Volume 2011 | Article ID 251075 | https://doi.org/10.1155/2011/251075

Vapor-Liquid Equilibrium of Carbon Dioxide + Ethanol: Experimental Measurements with Acoustic Method and Thermodynamic Modeling

Ana Mehl,¹Fabio P. Nascimento,¹Pedro W. Falcão,²Fernando L. P. Pessoa,¹and Lucio Cardozo-Filho³

Academic Editor: Felix Sharipov

Received25 Nov 2010

Revised22 Feb 2011

Accepted15 Mar 2011

Published24 May 2011

Abstract

Phase behavior of systems composed by supercritical carbon dioxide and ethanol is of great interest, especially in the processes involving supercritical extraction in which ethanol is used as a cosolvent. The development of an apparatus, which is able to perform the measurements of vapor-liquid equilibrium (VLE) at high pressure using a combination of the visual and the acoustic methods, was successful and was proven to be suited for determining the isothermal VLE data of this system. The acoustic method, based on the variation of the amplitude of an ultra-sound signal passing through a mixture during a phase transition, was applied to investigate the phase equilibria of the system carbon dioxide + ethanol at temperatures ranging from 298.2 K to 323.2 K and pressures from 3.0 MPa to 9.0 MPa. The VLE data were correlated with Peng-Robinson equation of state combined with two different mixing rules and the SAFT equations of state as well. The compositions calculated with the models are in good agreement with the experimental data for the isotherms evaluated.

1. Introduction

VLE data are usually obtained experimentally through either sampling or visual methods. The sampling at high pressures is a hard task. Moreover, the sampling can cause disturbances in the equilibrium and the sample may not be representative of the desired phase. Compared with the sampling technique, the visual method, which is based on the direct observation of the appearance and disappearance of an interface between the phases, is the most adequate technique [1]. In transparent system phase transitions, such as, bubble point, liquid-liquid separation, and incipient crystallization, can be detected via visual method. However, the detection of critical points is limited and very dependent on the visual interpretation of the observer. The technique also leads to erroneous results when the phases involved in the equilibrium have similar densities.
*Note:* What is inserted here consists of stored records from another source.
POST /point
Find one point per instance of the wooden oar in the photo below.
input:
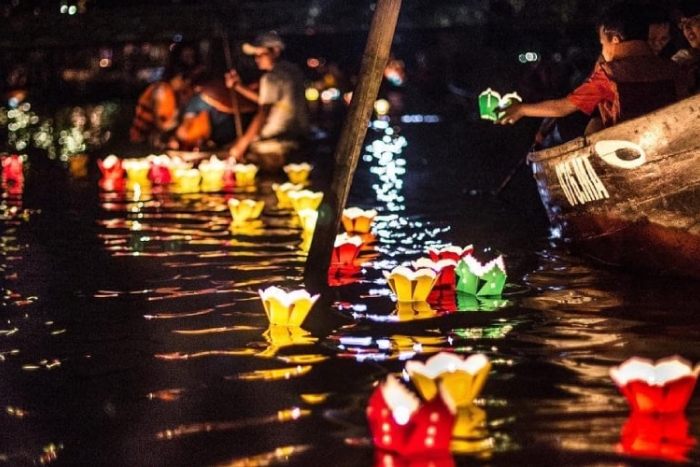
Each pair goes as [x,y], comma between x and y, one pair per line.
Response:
[542,133]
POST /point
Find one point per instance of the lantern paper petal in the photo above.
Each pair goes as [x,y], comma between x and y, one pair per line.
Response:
[282,192]
[481,279]
[298,173]
[409,285]
[461,378]
[662,387]
[245,174]
[244,210]
[287,308]
[345,249]
[403,424]
[452,252]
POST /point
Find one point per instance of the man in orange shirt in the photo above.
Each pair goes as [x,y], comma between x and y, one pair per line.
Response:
[629,82]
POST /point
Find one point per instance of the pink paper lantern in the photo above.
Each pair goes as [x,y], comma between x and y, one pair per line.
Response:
[404,425]
[452,252]
[12,169]
[658,436]
[112,173]
[159,172]
[339,275]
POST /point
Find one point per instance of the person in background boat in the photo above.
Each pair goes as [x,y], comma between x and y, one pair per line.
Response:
[630,80]
[208,121]
[660,30]
[281,125]
[159,107]
[689,24]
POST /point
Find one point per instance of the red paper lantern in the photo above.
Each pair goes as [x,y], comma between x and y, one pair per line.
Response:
[404,425]
[661,387]
[12,169]
[452,252]
[662,436]
[345,249]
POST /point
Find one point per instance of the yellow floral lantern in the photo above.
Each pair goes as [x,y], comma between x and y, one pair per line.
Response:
[245,210]
[298,173]
[287,308]
[409,285]
[461,378]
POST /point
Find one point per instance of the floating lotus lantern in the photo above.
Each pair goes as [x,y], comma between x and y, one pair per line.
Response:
[112,172]
[282,192]
[245,210]
[212,170]
[160,170]
[409,285]
[305,199]
[298,173]
[480,279]
[389,459]
[345,249]
[284,336]
[409,311]
[357,220]
[343,274]
[287,308]
[245,174]
[401,423]
[450,252]
[137,170]
[188,181]
[461,378]
[178,167]
[444,268]
[12,169]
[469,302]
[659,436]
[661,387]
[490,101]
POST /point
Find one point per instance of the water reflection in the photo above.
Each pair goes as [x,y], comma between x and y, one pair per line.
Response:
[132,324]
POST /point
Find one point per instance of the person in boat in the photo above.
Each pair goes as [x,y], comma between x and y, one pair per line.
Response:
[660,31]
[281,125]
[689,24]
[628,82]
[208,121]
[159,107]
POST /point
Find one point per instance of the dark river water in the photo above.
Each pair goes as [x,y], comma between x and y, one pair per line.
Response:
[133,333]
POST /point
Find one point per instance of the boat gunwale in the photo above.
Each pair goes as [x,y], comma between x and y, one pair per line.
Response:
[625,127]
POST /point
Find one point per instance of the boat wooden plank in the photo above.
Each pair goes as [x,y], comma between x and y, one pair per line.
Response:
[630,194]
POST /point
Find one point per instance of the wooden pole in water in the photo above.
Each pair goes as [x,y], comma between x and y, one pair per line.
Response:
[347,152]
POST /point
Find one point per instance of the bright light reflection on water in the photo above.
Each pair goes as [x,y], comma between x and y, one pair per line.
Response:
[133,329]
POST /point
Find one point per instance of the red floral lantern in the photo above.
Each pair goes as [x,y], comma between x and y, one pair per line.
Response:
[404,425]
[661,387]
[12,169]
[660,436]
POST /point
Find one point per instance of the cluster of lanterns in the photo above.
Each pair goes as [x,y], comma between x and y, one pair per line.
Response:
[422,426]
[181,176]
[420,416]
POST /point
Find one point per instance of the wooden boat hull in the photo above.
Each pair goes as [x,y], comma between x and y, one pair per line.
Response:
[630,195]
The visual method is not suitable for opaque systems. In such cases, the phase transition must be determined indirectly through the identification of discontinuities of certain physical properties [2]. For instance, measurements of velocity or decrease of the ultrasonic waves can be used to detect either phase changes or critical points of mixtures [3]. According to the literature, the acoustic method overcomes the disadvantages of both the sampling (analytical) and the visual methods and is applicable to practically all kinds of phase behavior. The detection can be carried out in opaque flasks, and the measurement is direct and totally independent on any visual interpretation from the observer. The transition from liquid to vapor can be easily identified by the minimum sound velocity observed in the vapor phase [1].

The application of supercritical fluids (SCF) technologies covers fields, such as, food and pharmaceutical, chemical reactions, coal and oil processing, and waste treatment. Carbon dioxide with favorable characteristics, such as small critical temperature, nonflammability, low toxicity, and low price beyond the fact that it is known as a earth-friendly solvent, is a potential solvent for the supercritical extractions especially in food and pharmaceutical industries. However, due to its rather low solvency power, in comparison with common liquid organic solvents, the addition of cosolvents is sometimes required in order to improve the solubility of compounds that exhibit poor miscibility in the supercritical carbon dioxide.

In the synthesis of many pharmaceutical products, the low productivity normally found in the processes which employ SCF is mostly due to the difficulty in achieving a complete water removal from the original aqueous solution. In order to overcome this problem, ethanol can be used as a cosolvent so that the miscibility of supercritical carbon dioxide in water is improved yielding better efficiency for the process. As a result, ethanol becomes an important cosolvent of SCF in bioseparations and, as an example, can be added to supercritical carbon dioxide to separate water from the diluted aqueous solutions generated in biochemical synthesis.

The knowledge of phase equilibrium behavior and solubility in supercritical components is essential for the design of industrial processes involving chemical reactions in either SCF media or supercritical extraction. In the case of the enzymatic ethanolysis of vegetable oils to produce biodiesel in the presence of supercritical carbon dioxide, data of solubility of ethanol, glycerol, triglycerides, and corresponding ethyl esters are required either for the evaluation of the influence of the phase behavior in the kinetics or for the design of the separation process downstream the reactor. Such data are important especially at 318.2 K, which was identified, as the optimal reaction temperature for the performance of the immobilized lipase Novozym 435 [4].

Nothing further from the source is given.